Lo veía allí detenido, dubitativo, no sabía si quedarse parado o sentarse en el sofá. Su incomodidad era casi tangible. Había esperado que en el momento del encuentro él fuera quien llevara la iniciativa, el que me cogiera en brazos y me tumbara en la cama. ¿Había esperado demasiado? Era una mujer del siglo xxi, ¿cómo era posible sentirme tan vulnerable ante una situación que para muchos y muchas era común y normal? Me retorcí los dedos y avancé sobre mis pasos hasta captar su atención, rozando mi mano sobre su espalda.

 –¿Quieres algo para beber o algo… ? –Se giró, y de reojo me brindó una mirada que me desarmó. Tragué saliva y me armé de valor– ¿O simplemente quieres ir a la cama?

Aquella idea le gustó más, lo vi en sus ojos, en su mirada, en su sonrisa de satisfacción y no necesitó verbalizar la respuesta.
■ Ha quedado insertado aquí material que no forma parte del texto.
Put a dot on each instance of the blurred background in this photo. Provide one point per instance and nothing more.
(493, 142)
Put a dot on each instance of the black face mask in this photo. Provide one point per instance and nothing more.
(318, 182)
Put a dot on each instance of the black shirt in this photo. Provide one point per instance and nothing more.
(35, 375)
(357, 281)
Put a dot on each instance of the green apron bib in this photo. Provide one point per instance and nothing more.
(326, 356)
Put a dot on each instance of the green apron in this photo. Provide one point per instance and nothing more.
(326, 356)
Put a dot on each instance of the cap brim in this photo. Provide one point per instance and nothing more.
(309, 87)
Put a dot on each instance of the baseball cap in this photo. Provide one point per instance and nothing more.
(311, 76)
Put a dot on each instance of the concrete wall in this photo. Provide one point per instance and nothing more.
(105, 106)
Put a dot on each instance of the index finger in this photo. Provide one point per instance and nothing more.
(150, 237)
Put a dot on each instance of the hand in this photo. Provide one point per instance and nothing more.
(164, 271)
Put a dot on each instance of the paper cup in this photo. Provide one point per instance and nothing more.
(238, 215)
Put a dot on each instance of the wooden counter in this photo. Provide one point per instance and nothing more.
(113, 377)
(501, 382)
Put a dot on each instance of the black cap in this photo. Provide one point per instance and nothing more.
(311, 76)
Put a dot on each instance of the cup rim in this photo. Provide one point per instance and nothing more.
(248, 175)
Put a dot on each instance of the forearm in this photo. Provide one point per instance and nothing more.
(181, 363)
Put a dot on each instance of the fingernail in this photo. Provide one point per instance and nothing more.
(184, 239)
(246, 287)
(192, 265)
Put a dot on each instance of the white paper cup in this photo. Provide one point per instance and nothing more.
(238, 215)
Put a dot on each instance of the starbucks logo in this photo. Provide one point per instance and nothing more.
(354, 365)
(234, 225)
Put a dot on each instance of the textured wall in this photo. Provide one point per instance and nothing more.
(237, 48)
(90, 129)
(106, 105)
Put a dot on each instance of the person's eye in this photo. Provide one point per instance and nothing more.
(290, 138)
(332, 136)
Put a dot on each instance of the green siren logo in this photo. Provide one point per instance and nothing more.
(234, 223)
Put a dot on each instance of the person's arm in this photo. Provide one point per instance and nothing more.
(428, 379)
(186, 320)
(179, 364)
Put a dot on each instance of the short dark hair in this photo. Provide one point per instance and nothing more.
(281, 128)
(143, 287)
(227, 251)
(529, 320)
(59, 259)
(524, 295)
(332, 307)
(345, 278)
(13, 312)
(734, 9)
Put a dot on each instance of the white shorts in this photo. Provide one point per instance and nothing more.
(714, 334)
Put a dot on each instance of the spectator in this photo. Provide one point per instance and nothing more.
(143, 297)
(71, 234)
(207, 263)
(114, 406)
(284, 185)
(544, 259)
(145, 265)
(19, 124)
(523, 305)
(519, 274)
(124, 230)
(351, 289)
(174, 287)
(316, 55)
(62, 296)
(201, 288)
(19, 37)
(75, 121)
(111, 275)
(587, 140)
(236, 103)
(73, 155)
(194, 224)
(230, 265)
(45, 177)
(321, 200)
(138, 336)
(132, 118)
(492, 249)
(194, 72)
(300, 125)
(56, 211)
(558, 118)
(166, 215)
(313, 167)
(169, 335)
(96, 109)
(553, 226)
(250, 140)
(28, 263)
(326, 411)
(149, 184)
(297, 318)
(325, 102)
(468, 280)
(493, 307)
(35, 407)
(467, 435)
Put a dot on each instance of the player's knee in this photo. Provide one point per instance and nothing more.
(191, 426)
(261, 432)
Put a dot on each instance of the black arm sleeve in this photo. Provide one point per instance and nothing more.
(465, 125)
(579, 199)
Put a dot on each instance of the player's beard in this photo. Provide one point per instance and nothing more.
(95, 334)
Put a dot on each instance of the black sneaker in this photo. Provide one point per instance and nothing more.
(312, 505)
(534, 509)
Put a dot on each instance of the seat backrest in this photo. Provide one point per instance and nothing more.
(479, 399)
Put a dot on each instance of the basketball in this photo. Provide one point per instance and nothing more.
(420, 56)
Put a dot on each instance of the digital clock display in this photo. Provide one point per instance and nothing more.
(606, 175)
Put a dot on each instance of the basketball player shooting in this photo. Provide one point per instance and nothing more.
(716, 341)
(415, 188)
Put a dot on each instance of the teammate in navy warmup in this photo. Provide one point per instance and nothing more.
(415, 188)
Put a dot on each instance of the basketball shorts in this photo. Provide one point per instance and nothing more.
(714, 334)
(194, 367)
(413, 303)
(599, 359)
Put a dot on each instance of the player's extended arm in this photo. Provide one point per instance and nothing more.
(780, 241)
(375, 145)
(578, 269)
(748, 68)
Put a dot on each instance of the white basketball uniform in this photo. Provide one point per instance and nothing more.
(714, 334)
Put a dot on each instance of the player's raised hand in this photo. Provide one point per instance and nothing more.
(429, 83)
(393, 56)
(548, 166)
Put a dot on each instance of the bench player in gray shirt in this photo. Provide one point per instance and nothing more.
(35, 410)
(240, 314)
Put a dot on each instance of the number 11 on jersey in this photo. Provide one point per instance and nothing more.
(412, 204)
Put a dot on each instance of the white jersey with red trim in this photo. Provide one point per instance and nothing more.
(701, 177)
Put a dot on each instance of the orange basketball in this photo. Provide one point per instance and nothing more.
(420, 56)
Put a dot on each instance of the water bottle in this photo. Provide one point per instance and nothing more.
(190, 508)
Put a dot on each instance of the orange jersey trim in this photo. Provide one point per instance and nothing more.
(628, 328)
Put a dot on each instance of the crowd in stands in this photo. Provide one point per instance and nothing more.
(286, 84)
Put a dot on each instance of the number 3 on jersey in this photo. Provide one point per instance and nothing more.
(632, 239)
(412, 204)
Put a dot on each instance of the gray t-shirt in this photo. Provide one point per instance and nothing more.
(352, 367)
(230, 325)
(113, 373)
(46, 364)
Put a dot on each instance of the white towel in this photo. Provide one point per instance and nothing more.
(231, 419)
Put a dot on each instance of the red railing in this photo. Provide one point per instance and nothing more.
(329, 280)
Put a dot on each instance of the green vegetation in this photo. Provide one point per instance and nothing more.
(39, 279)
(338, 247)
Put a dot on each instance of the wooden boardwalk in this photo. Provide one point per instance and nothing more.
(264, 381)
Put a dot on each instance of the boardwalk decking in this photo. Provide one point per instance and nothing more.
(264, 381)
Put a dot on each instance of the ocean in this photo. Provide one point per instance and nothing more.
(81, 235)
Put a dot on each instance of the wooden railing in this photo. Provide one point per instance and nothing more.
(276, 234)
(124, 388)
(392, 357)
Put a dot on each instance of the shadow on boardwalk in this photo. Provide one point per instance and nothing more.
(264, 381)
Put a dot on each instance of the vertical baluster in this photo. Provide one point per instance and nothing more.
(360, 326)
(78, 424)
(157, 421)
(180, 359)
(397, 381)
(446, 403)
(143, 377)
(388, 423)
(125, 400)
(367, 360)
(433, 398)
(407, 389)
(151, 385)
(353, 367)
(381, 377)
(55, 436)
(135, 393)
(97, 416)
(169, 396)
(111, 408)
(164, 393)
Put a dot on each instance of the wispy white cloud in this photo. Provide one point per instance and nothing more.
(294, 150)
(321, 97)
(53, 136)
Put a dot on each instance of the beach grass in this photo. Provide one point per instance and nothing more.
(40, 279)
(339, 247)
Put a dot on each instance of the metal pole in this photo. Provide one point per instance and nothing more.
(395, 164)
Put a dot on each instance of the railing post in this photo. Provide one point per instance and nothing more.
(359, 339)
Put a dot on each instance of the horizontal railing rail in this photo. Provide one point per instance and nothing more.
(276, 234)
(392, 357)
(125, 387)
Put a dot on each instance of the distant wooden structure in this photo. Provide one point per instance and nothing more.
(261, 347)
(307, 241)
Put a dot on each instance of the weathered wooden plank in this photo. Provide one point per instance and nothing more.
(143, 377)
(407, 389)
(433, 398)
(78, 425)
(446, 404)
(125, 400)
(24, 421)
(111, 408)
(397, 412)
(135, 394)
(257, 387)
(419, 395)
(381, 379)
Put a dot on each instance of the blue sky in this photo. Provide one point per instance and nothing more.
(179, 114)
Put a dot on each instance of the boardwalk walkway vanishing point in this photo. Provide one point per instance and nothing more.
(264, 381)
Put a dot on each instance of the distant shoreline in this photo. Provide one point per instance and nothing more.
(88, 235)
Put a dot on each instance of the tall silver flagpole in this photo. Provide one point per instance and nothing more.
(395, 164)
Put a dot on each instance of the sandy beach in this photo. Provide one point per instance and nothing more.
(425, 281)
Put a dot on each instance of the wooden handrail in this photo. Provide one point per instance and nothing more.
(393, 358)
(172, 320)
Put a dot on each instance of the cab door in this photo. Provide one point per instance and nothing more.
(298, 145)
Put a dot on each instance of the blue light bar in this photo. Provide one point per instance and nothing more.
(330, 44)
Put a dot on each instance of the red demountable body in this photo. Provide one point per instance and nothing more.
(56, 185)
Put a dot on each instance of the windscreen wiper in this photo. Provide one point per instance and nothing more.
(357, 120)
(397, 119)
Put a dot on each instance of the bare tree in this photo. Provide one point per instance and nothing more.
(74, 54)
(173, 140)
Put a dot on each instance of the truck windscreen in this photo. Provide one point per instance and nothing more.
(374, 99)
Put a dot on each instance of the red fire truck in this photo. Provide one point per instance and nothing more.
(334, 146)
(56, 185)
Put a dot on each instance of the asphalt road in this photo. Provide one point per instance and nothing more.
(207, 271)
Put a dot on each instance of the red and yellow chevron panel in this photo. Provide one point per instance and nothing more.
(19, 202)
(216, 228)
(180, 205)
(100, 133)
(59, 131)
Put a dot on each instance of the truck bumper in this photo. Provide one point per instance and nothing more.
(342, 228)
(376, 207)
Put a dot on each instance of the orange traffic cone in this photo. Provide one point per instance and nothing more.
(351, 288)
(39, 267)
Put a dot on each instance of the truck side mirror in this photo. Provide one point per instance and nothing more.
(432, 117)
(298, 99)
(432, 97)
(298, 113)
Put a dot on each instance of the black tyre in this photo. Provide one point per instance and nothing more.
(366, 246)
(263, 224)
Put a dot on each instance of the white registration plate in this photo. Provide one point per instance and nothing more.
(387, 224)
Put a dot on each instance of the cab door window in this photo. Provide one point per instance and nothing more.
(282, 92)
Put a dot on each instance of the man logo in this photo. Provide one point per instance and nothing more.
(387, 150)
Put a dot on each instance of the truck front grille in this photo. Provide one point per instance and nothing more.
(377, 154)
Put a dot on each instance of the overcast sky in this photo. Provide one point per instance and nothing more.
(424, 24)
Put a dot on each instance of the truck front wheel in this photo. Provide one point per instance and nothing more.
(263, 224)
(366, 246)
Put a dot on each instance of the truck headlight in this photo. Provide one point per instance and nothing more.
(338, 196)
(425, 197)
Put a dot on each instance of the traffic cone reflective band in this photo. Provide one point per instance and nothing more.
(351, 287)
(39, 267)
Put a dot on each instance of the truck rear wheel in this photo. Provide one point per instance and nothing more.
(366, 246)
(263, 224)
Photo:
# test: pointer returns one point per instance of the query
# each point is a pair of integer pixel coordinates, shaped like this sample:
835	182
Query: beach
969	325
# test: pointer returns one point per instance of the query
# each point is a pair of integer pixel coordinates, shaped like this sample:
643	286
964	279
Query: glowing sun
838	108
Me alzó con sus fuertes brazos y rodeé mis piernas en su cintura.

 –Pensaba que no me lo preguntarías nunca.

De golpe, me soltó boca arriba sobre el sofá e introdujo su mano dentro de los pantalones, deslizando los dedos hasta mi interior y provocarme sacudidas de placer jugando con mi clítoris. Exhalé un suspiró de placer y me derretí como la mantequilla. Besando sobre mi cuello, con la otra mano me subió la camiseta y me bajó el sostén para morderme los pezones lentamente. Mi pelvis se elevaba cada vez que sentía la sacudida de placer en mi organismo en respuesta a sus habilidosas manos.

Sin pensarlo dos veces, me quité las zapatillas, los pantalones y las braguitas mientras él sacaba uno de los condones que guardaba en el bolsillo trasero y se bajaba los pantalones. Me abrí de piernas ante él con rostro de necesidad y urgencia y él hundió su cabeza en mi interior para darme placer con la lengua. Jadeé con cada lamida, con cada mordisco al clítoris y llegué al orgasmo en medio del sudor y el olor a sexo sobre mi piel.

Se detuvo, y con ambas manos me dio la vuelta, con las rodillas sobre los cojines, se introdujo en mi interior con un empuje contundente y bestial hasta el fondo. Sacó su lánguido y exponencial pene para volver a arremeter sin piedad, una y otra vez, entre gritos y jadeos de goce y placer.

–Sabina –dijo una voz femenina que oí de fondo–. ¿Sabina? –repitió. Mi hermana mayor me zarandeó por los hombros y abrí los ojos. Estaba en mi habitación, con un libro entre las manos. Todo había sido un sueño- Es tarde. A dormir. 

El reloj sonó a las doce de la noche. Dejé que el libro cayera al suelo, me retumbé en la silla de mi habitación decepcionada y me llevé las manos a la cara.

–Quiero un Yoao en mi vida –susurré para mí misma.

La mujer me miró extrañada, incapaz de seguir el hilo de mi súplica.

 –¿Quién es Yoao?

 El hombre perfecto, pensé tras un largo y profundo suspiro.